Authors: Geoff Harris, Robin Cruickshank, Steve Ames, NT
Event: 1998 TheMHS Conference
Subject: book of proceedings, consumer driven services, community based service, Mental Health Association of Central Australia in Alice Springs
Type of resource: Conference Presentations and Papers
Abstract: Now that the Burdekin Report and the National Mental Health Strategy have championed the rights of consumers and community-based services, it should be easy to establish such services where there is a clear need. Right? Those of us who have tried it know how frustrating it can be. While some mental health professionals are sympathetic to the new dogmas of mental health, the bureaucratic and political processes have not necessarily changed. Consumers now have the legitimate audacity to advocate for their own priorities, however this requires major persistence, energy and vision over an extended period just to overcome ordinary bureaucratic inertia.

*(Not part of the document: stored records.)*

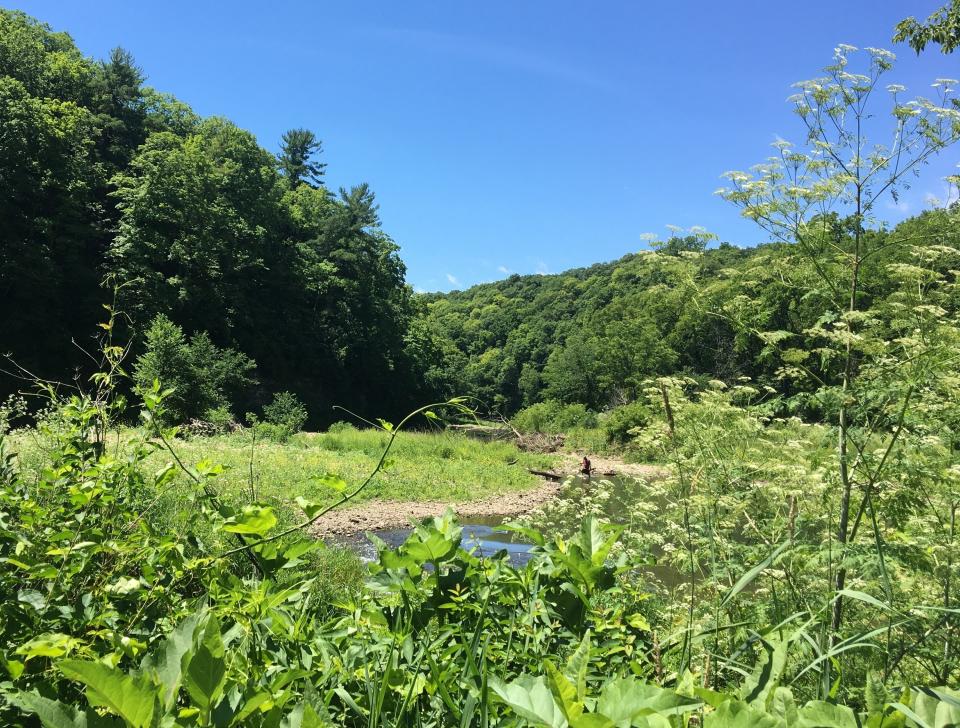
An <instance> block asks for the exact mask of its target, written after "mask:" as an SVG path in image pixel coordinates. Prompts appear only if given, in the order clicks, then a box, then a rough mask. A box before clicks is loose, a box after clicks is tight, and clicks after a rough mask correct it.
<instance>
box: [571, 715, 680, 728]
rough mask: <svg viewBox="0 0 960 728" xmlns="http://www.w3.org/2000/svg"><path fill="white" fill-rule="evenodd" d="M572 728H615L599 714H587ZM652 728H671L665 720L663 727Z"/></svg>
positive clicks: (572, 725) (611, 724)
mask: <svg viewBox="0 0 960 728" xmlns="http://www.w3.org/2000/svg"><path fill="white" fill-rule="evenodd" d="M570 728H615V727H614V724H613V721H611V720H610V719H609V718H607V717H606V716H605V715H600V714H599V713H585V714H584V715H581V716H580V717H579V718H577V719H576V720H574V721H573V722H571V723H570ZM652 728H670V723H669V722H667V720H666V719H664V725H663V726H653V727H652Z"/></svg>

This paper outlines the experiences of the Mental Health Association of Central Australia in Alice Springs of establishing a rehabilitation service along consumer-driven Clubhouse lines. These experiences highlight the fact that consumers not only need a vision of what they want, they also need to know how to get it. Understanding the local politics, bureaucratic processes and timelines is essential. Also essential are the skills to write submissions, argue with health professionals, organise public meetings and deal with the media. Keeping up morale and enthusiasm over an extended period is also difficult. Not only is this very hard for consumers, it places mental health workers in a dilemma. The status quo is that clinical mental health services are ‘core’ while other services tend to take a lesser priority when it comes to allocating resources; a situation not necessarily supported by consumers. The consumer push for reallocation of resources poses a vexing problem for bureaucratic bean counters. Should resources be allocated according to the priorities of health professionals or consumers? The intent of this paper is to give food-for-thought for those working in mental health bureaucracies and to assist other groups or individuals that wish to establish a consumer-driven, community-based service.